Alrededor del 60% de la población malasia son musulmanes y la mayoría del resto (incluidos los malasios descendientes de chinos e indios o tribus indígenas) son budistas, cristianos, hindúes o no religiosos. Los indígenas malayos son musulmanes por ley y están sujetos a la ley islámica bajo un doble sistema legal. Los tribunales de la sharia rara vez conceden las solicitudes de conversión para los musulmanes y pueden imponer penas como la “rehabilitación forzada”.

Por otro lado, el informe señala que Indonesia, el país que alberga a la población musulmana más grande del mundo, ha mostrado una “esperanza renovada de reforma” bajo el recién elegido presidente Joko Widodo, pero los ateos y no religiosos siguen siendo socialmente marginados y no reconocidos legalmente.

Aún así, Basuki Tjahaja Purnama, el gobernador cristiano de la capital indonesia, conocido como Ahok, provocó una gran controversia por bromear acerca de un pasaje del Corán que podría ser interpretado por los musulmanes de aceptar a los no musulmanes como líderes.

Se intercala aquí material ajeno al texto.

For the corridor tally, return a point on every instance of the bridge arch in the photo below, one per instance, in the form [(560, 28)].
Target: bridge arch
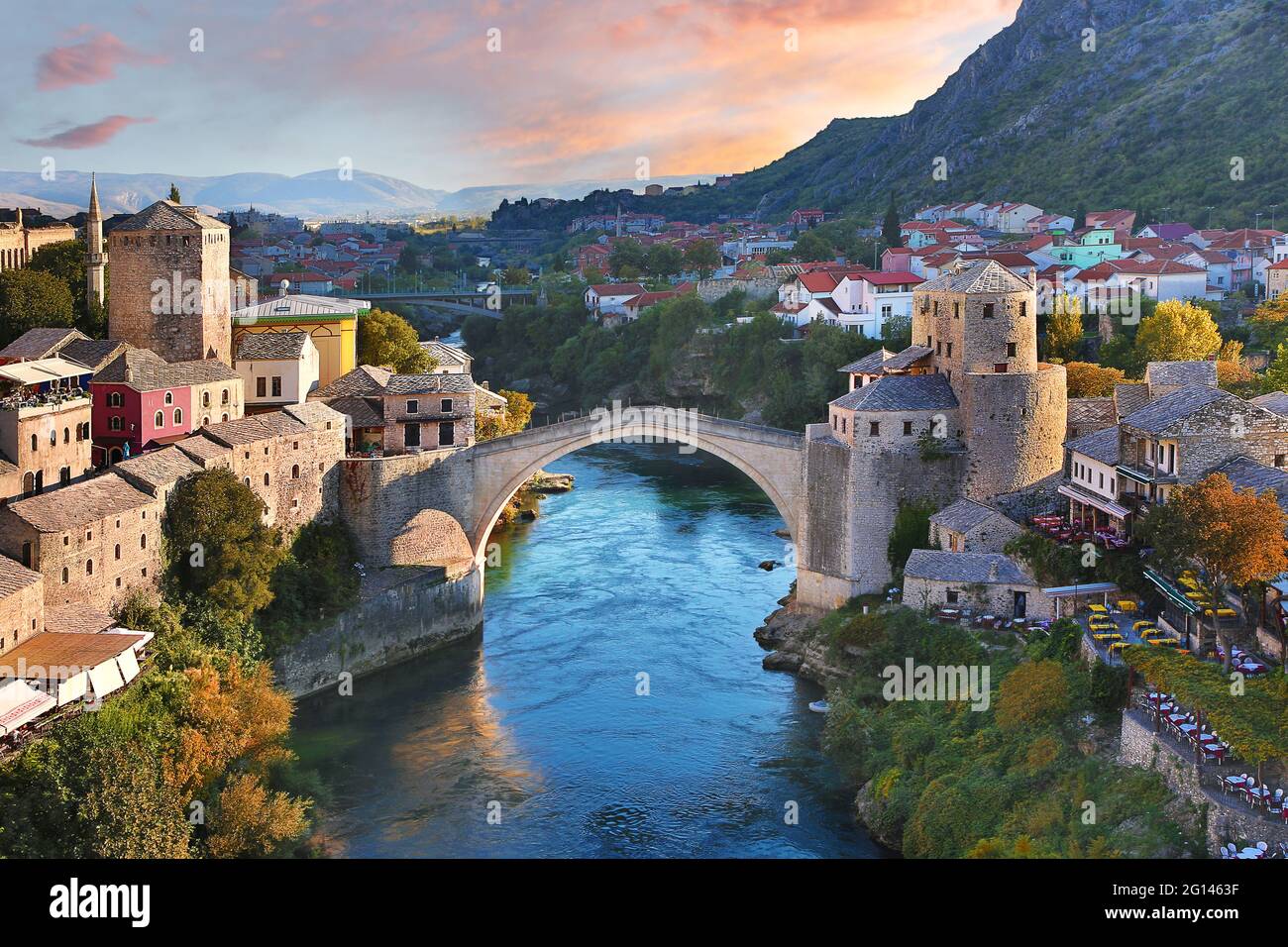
[(771, 458)]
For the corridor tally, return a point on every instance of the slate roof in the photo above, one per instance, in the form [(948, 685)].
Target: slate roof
[(1245, 474), (156, 470), (93, 354), (1181, 373), (977, 275), (868, 364), (964, 567), (1275, 402), (962, 515), (1099, 445), (901, 393), (1093, 414), (1129, 395), (361, 411), (429, 384), (267, 347), (80, 502), (366, 379), (146, 371), (166, 215), (14, 577), (1162, 412), (39, 343)]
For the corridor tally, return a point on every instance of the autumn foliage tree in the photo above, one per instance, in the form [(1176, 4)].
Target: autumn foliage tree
[(1091, 380)]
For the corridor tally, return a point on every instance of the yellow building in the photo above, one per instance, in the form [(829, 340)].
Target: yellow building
[(333, 324)]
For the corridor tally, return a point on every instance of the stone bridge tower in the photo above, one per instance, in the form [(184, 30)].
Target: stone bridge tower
[(170, 287)]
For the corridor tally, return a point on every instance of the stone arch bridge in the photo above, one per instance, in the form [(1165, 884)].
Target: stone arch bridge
[(441, 506)]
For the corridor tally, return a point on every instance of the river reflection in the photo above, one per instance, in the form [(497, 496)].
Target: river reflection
[(616, 703)]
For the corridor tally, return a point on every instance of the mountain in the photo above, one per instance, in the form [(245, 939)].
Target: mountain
[(314, 195), (1172, 91)]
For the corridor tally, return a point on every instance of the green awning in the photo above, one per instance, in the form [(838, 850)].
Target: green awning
[(1175, 595)]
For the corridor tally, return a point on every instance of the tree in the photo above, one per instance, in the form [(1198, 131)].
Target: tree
[(1177, 331), (515, 418), (1064, 330), (387, 341), (1235, 538), (890, 227), (219, 547), (29, 299), (664, 260), (703, 257), (1091, 380)]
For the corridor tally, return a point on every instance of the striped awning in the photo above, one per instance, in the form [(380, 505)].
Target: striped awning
[(1093, 500)]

Ahok está siendo juzgado por blasfemia y podría ser condenado a cinco años de cárcel. El juicio comenzó a mediados de diciembre con cientos de personas a la puerta del juzgado exigiendo que vaya a prisión. Según Indonesia Investments, el gobernador es víctima de la manipulación en Facebook en la que se tergiversaron sus palabras.

Camboya, Singapur, Filipinas y Timor Oriental recibieron las mejores puntuaciones en la región.